A former senior figure within the Liberal party who has worked with the association has questioned whether its leadership is too close to the Chinese consulate and the Consul-General.
“With the tensions between China and Australia, I am concerned if things get worse these [may not be] good representatives of the Chinese community in Australia,” said the Liberal figure, who asked to remain anonymous so he could speak freely.
He said the association struggled to resist the pressures from the consulate, which often underwrote their functions, pressured them to host events and linked them to United Front groups.
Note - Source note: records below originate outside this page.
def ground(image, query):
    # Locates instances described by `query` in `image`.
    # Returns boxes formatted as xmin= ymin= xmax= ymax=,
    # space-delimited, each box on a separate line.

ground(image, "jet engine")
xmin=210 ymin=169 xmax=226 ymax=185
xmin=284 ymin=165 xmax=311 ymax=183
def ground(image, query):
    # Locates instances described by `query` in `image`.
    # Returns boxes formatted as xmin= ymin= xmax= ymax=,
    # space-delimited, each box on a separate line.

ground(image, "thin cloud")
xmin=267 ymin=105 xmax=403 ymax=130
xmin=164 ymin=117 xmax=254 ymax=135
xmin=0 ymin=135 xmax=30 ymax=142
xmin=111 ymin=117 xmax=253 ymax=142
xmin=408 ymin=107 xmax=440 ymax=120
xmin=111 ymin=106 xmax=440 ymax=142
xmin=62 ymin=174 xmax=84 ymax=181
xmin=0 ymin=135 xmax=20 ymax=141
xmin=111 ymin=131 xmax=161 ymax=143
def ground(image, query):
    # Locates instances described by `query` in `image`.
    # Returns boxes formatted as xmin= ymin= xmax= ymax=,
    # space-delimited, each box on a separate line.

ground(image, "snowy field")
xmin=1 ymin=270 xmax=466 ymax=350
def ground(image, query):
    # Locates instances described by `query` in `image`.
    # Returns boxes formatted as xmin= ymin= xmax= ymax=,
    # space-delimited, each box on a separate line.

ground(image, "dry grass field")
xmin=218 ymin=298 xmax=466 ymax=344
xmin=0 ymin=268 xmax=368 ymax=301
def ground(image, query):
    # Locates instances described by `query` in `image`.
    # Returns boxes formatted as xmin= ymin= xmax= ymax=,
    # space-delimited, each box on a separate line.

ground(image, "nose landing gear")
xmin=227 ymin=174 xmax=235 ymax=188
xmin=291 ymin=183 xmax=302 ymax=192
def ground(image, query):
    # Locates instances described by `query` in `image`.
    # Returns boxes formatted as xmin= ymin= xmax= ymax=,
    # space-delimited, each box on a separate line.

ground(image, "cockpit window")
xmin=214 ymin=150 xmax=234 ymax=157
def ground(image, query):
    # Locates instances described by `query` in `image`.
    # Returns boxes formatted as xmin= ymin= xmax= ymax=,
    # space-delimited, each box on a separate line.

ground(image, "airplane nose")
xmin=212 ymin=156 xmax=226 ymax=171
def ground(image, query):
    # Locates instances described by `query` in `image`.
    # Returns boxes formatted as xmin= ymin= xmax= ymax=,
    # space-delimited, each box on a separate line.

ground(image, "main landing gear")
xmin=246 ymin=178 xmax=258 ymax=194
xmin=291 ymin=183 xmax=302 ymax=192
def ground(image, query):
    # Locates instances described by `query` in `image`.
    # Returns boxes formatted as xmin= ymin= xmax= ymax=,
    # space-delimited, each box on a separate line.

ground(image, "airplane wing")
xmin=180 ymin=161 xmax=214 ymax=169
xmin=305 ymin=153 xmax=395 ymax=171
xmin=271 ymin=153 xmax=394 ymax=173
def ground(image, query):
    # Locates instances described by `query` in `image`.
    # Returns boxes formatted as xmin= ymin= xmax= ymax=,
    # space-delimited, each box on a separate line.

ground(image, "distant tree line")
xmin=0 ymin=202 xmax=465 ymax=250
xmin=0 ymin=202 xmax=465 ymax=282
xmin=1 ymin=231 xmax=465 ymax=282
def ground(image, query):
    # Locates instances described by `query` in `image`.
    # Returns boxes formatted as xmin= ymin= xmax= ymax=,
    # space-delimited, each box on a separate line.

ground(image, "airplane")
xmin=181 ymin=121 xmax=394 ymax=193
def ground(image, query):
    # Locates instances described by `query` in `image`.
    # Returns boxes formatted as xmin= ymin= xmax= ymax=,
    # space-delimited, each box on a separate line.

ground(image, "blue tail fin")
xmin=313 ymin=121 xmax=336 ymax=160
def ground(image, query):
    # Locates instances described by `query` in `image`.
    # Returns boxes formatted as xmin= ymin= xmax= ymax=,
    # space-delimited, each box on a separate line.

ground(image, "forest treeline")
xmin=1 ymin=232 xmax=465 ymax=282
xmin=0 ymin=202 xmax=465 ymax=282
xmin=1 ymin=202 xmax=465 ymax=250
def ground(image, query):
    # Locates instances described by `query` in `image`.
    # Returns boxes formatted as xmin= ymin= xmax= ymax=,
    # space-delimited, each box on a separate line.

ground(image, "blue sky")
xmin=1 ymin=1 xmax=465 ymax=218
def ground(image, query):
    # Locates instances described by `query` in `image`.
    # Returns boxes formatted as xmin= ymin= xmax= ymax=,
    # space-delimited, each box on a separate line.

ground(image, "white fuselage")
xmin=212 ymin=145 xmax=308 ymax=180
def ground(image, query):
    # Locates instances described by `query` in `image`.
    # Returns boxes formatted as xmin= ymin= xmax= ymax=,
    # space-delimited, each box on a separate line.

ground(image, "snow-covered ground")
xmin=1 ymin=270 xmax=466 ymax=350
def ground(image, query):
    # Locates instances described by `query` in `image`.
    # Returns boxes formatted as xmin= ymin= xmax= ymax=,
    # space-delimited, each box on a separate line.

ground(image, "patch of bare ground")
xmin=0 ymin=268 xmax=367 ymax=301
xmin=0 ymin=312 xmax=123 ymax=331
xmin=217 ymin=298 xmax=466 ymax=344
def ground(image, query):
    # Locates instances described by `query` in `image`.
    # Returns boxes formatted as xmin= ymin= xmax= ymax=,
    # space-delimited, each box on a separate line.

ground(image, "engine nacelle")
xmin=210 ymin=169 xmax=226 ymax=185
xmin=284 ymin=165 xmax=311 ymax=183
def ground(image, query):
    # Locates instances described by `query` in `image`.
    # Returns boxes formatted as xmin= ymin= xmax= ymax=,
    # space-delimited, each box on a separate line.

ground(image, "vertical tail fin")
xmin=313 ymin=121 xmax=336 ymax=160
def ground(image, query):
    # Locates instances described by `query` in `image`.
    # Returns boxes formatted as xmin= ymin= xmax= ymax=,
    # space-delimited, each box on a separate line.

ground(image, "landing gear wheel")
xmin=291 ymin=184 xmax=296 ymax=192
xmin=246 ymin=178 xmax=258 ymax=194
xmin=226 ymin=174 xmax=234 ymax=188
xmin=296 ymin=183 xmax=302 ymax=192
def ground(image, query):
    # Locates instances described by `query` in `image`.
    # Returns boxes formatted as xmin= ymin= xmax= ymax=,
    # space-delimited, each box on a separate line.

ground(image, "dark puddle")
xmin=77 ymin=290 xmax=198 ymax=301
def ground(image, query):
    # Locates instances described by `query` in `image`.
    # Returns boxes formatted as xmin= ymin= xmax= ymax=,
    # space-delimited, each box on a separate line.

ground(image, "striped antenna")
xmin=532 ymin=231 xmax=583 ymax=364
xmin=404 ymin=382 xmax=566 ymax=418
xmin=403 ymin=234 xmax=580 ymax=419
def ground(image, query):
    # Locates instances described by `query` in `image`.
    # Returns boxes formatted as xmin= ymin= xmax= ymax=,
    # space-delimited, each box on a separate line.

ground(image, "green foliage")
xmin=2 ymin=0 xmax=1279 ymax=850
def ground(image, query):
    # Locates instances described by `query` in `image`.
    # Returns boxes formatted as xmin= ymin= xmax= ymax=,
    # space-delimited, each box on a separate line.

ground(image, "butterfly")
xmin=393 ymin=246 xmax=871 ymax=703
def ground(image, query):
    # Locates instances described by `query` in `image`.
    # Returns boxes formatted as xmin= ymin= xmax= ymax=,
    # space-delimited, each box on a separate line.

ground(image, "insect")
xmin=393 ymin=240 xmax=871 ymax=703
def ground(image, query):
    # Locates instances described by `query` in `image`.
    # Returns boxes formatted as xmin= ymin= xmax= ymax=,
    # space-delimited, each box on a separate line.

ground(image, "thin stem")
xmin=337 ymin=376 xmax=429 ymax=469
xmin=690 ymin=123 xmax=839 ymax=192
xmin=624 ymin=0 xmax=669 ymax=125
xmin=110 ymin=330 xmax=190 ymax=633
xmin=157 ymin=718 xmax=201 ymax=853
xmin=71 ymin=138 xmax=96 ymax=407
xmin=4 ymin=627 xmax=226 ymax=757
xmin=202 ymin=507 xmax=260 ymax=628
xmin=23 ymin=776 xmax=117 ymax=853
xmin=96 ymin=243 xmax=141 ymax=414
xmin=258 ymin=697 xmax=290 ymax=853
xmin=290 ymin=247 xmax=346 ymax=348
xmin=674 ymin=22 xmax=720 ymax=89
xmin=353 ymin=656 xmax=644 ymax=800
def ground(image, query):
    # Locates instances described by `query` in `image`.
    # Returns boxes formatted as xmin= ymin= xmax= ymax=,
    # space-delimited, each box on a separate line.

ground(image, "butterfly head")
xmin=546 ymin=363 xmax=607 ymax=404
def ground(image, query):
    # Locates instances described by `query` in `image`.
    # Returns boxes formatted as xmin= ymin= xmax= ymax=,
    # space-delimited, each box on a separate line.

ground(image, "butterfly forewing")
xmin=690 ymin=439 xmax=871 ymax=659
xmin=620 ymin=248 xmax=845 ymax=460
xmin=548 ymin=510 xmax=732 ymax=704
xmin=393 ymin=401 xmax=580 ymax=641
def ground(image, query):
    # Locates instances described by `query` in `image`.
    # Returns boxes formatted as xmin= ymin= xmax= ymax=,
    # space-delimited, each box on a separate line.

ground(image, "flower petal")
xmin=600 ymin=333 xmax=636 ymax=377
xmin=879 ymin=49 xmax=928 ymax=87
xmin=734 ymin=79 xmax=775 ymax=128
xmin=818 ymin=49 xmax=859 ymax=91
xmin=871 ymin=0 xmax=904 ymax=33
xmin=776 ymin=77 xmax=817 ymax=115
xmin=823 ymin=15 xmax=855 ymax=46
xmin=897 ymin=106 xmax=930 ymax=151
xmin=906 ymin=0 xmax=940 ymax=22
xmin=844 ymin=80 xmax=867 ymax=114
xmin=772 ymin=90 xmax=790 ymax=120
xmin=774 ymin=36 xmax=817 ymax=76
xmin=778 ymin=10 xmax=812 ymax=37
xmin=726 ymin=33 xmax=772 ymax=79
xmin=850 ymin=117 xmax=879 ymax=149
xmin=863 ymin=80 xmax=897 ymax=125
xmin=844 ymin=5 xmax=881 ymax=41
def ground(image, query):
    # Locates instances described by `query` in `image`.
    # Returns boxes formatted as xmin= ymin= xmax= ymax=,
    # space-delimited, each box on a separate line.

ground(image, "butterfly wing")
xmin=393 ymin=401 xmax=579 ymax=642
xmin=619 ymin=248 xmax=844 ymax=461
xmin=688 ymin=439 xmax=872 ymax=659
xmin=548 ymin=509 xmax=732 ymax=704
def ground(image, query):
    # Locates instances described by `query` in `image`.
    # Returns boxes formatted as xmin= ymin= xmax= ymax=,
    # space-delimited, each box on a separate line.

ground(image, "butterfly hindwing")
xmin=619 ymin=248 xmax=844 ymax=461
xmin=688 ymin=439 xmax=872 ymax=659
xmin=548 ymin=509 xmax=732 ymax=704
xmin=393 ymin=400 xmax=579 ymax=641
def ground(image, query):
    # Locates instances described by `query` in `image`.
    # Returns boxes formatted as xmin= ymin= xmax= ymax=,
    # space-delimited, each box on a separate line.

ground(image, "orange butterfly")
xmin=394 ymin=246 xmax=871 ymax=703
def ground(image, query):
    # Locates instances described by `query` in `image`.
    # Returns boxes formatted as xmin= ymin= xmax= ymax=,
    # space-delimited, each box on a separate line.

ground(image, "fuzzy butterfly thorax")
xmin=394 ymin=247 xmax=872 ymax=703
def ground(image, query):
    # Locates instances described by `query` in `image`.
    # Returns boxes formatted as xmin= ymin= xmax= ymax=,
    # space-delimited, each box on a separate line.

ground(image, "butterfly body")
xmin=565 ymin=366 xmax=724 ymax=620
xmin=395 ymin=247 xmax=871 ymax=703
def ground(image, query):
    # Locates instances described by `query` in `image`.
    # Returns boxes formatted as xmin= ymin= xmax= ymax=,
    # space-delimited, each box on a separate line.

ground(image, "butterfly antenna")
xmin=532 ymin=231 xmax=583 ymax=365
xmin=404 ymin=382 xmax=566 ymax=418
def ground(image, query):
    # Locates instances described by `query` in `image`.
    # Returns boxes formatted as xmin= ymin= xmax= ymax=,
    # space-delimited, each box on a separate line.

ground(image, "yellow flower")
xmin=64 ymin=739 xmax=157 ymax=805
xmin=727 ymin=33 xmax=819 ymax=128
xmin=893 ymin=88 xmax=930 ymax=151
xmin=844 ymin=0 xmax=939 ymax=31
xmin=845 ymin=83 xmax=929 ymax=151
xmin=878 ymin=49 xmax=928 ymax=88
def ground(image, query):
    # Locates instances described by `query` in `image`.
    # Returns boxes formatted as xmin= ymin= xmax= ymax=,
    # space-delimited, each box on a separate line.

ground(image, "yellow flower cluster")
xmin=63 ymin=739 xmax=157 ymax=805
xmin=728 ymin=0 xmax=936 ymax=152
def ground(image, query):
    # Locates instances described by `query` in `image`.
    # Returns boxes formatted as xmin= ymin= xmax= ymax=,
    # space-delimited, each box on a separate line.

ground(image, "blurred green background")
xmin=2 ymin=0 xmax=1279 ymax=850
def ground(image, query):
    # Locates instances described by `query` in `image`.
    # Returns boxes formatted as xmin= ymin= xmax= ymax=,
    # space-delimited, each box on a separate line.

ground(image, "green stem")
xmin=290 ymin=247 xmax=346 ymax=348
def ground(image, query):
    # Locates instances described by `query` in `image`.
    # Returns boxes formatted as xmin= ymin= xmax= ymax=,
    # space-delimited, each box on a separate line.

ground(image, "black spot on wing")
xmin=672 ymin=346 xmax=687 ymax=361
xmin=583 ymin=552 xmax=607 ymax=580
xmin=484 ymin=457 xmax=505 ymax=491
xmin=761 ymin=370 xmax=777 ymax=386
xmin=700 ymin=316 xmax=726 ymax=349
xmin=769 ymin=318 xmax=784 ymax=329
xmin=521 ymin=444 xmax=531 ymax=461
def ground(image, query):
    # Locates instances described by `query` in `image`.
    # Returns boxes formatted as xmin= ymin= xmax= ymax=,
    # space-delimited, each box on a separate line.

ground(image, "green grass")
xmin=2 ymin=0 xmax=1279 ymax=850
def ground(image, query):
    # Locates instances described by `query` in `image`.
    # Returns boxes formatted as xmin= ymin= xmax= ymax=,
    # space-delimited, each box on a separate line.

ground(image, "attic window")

The consulate and Chung Wah co-hosted the Chinese New Year Ball last year with Liberal and Labor MPs and a gala event in 2019 commemorating the 190th anniversary of Chinese migrants’ arrival in Western Australia.
Perth Chinese Consul-General Dong Zhihua, Chen, Zhang and McGowan dined together last year, photos published by the consulate reveal.
Chen denied any link between the consulate and Chung Wah. “They don’t have any influence at all,” he said.
He said the government committee work was focused on promoting multicultural harmony, not international affairs.
West Australian premier Mark McGowan announcing the grant to the Chung Wah Association with Ting Chen, left.Credit:Chung Wah Association
A spokeswoman for the McGowan government said it supported Chung Wah because it represented all sections of the state’s Chinese communities, which includes migrants from Mainland China, Hong Kong, Taiwan, Malaysia and Singapore.
Chen said the only feedback he had received on Hong Kong from members of the community was that they “supported the Hong Kong government instead of the pro-democracy movement” and that “some Hong Kong people were scammers who have put Chinese in Australia in a very difficult position”.
Asked about Xinjiang, where up to 1 million Muslim-minority Uighurs have been detained by Chinese authorities, Chen said he had not seen any evidence of human rights abuses and that “no one had raised the issue with him”.